ポニョとアカシア


崖の上のポニョ」を観る。
昨年10月のベルリンスクール東京モジュールで
スタジオジブリ鈴木敏夫さんをお招きし
僕がインタビュアーとなってお話を伺った。
鈴木さんの物を見る目線、人との付き合い方、行動指針、
そして記者時代からの博識と好奇心などとても勉強になった。


あれから9ヶ月、ようやく完成した作品を
新宿の大スクリーンで楽しんだ。
小学生くらいから僕の年齢の大人まで客層の幅があり、
男性より女性の客が多かった。
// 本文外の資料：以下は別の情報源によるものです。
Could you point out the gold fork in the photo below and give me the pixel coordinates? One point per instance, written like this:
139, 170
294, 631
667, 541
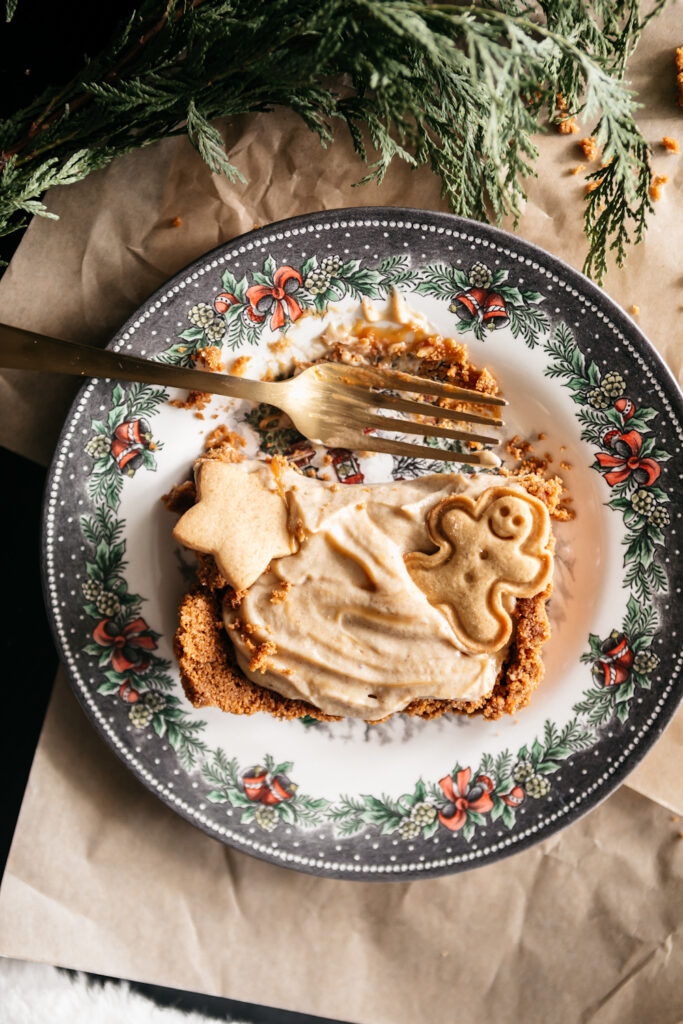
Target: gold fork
332, 403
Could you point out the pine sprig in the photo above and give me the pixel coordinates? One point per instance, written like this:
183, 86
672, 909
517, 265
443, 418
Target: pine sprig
462, 89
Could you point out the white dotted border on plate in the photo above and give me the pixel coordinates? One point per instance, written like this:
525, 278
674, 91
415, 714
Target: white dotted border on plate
238, 839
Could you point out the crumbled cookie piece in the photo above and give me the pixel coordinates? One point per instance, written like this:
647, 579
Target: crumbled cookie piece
196, 399
210, 358
655, 186
280, 593
240, 365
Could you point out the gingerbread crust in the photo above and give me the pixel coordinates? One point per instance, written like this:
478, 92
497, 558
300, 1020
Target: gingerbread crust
208, 669
211, 676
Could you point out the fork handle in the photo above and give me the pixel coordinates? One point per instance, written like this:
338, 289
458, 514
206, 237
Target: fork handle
25, 350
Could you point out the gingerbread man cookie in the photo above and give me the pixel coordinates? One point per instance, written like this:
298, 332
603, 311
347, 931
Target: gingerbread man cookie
489, 552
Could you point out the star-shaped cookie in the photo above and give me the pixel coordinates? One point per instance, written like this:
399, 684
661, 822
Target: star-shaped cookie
489, 552
239, 519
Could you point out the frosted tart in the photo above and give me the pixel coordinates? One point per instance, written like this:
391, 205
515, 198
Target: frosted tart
421, 596
338, 601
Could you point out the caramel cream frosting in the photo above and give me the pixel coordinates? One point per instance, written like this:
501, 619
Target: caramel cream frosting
361, 598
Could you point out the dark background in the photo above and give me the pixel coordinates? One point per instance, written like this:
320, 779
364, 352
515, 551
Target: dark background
45, 44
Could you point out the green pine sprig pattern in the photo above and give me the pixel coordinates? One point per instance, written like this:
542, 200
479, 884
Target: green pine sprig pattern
497, 788
226, 781
641, 507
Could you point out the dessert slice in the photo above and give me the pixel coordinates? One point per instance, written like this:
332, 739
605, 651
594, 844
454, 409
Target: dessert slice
420, 596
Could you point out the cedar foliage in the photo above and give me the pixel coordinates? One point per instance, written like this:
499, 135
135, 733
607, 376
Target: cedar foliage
461, 88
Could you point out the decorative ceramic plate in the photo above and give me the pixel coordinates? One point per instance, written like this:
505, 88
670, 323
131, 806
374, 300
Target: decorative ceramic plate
408, 798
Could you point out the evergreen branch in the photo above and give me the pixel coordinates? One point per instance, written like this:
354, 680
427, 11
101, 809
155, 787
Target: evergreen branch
461, 89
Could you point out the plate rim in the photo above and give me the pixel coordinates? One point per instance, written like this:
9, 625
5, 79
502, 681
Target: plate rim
620, 320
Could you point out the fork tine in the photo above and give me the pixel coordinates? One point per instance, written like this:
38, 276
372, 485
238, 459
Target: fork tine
425, 429
420, 385
371, 443
426, 409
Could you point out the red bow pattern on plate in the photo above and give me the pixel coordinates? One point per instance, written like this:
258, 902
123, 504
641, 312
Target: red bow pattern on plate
627, 460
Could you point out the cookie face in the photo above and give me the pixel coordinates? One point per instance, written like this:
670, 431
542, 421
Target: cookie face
489, 552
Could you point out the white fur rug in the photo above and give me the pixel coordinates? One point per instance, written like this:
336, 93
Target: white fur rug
36, 993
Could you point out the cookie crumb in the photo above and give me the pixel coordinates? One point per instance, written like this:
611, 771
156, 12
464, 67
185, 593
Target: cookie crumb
196, 399
209, 357
240, 365
280, 593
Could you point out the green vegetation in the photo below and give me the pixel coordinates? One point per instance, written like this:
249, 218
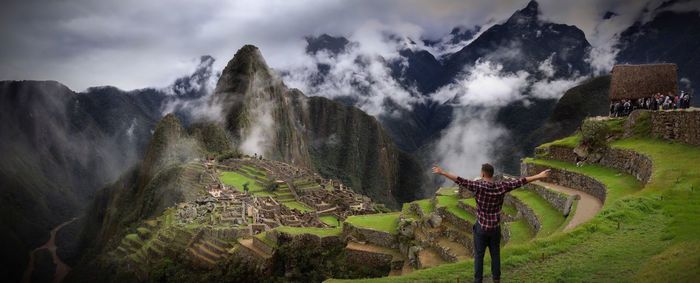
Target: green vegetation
237, 180
426, 205
571, 141
469, 201
447, 191
387, 222
263, 237
450, 203
297, 205
618, 183
509, 209
321, 232
520, 232
330, 220
656, 240
550, 218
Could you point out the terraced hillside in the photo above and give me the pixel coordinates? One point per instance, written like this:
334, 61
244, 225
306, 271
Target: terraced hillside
645, 231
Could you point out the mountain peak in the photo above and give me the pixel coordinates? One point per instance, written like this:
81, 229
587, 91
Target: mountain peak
528, 14
332, 44
246, 63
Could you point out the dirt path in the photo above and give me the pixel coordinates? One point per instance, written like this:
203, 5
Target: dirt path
371, 248
61, 268
588, 206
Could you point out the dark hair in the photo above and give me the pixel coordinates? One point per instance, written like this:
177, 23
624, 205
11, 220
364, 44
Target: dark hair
487, 169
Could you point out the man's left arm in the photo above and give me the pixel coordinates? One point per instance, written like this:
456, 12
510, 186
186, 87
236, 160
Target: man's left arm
514, 184
468, 184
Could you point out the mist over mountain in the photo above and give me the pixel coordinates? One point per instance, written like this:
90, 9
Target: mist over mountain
59, 146
372, 105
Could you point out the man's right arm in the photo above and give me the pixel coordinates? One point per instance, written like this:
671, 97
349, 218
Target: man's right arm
542, 175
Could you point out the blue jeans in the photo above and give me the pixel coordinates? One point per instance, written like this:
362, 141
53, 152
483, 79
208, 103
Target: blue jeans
492, 240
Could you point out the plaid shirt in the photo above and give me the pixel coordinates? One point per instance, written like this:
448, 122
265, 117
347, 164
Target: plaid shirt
489, 198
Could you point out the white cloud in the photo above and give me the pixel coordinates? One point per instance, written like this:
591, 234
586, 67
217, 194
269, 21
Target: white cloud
469, 141
361, 72
484, 85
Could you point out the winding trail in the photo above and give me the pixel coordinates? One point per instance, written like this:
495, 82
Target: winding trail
61, 268
588, 206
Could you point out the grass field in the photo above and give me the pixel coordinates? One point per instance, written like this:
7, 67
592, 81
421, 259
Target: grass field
321, 232
237, 180
618, 183
520, 232
387, 222
299, 206
640, 235
330, 220
550, 218
450, 203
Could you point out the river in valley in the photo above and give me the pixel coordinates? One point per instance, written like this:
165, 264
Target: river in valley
61, 268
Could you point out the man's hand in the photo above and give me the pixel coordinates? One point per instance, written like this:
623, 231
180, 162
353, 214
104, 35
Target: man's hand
542, 175
437, 170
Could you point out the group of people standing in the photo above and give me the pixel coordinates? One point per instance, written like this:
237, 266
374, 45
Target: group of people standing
658, 101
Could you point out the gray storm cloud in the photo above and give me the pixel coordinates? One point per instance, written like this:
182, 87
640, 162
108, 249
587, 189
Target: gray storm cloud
133, 44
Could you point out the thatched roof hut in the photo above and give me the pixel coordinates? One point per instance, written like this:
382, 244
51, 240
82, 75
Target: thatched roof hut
641, 81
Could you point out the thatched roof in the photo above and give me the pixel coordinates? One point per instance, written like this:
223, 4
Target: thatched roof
637, 81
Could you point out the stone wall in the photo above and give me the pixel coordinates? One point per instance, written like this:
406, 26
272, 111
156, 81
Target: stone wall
557, 152
569, 179
228, 234
628, 161
449, 217
415, 208
680, 126
379, 238
556, 199
364, 258
525, 211
262, 246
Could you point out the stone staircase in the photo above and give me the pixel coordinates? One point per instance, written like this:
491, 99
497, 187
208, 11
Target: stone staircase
207, 251
369, 254
429, 257
254, 248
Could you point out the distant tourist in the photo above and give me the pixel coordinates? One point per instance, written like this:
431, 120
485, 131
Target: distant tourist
654, 104
618, 109
627, 107
489, 200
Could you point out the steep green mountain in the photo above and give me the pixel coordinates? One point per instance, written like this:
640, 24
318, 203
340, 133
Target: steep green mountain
338, 141
160, 181
60, 146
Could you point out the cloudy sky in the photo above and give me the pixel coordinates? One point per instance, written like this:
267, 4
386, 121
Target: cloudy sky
134, 44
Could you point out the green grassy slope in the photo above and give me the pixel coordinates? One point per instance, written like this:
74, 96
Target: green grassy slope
387, 222
646, 235
550, 218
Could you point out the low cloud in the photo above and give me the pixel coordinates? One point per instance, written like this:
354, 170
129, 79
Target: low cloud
360, 73
469, 141
484, 85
メインは30代か。
主役の宗介、ポニョをはじめキャラクターがいとおしい。
アニメーションの色、動き、言葉や音の使い方など
相変わらず素晴らしい。


コンピュータを使わないセル画のアニメーション。
鈴木プロデューサーをして「狂気の沙汰」と言わせていたけれど、
いざ画面に見入ってしまうとそうした技術を駆使したこと、
制作者たちの苦労などすっかり忘れた。
木戸銭を1,800円支払って、2時間音と映像に癒され憂さを忘れる。
それだけが客としての心得というものだろう。


物語は最後にもう一波乱あるかと思ったけれど、
案外あっけなく終わってしまった。
登場人物の謎解きもない。
悪役が出そうで出てこない。
客の予想を裏切るだけでなく、
自分で自分の予想を裏切るのが
この頃の宮崎作品の特徴であると僕は思う。
宮崎監督はきっと筋金入りのヘソ曲がりであるに違いない。


僕が座った席の前列の小学生が
ラストシーンで主題歌が流れると
身体をゆすって一緒に口ずさんでいた。
僕もそれに合わせて小さく口ずさむ。
こういう楽しさは家でDVDを観るのとはひと味違う。
こどもたちは大人にとってシュールな物語も
楽しみながら消化してしまう力と柔軟性を持っている。



ポップコーンをつまみながら映画を観たのも久しぶりだが、
久しぶりついでに映画を見終えて「アカシア」に寄った。
1963年からロールキャベツシチューが名物の洋食屋だ。
新宿で芝居や映画を観るときは
行き帰りによく「アカシア」で腹ごしらえをした。
デジタルカメラで写真を撮ると、
まるで映画のセットのように写っている。


ホワイトシチューにロールキャベツがふたつ(写真右上)。
茶碗ごはんとセットで780円。
昔に比べれば値上がりはしているが、
相変わらず良心的な値段だ。
大スクリーンの映画とアカシア、
夕方からこんな時間が過ごせる日はうれしいなぁ。


今週はお盆で帰省に伴い東京の人口が減る。
クルマの数も減るから昼間の青空がすがすがしい。
僕はこの期間、東京の時間を
できるだけ楽しむことに決めている。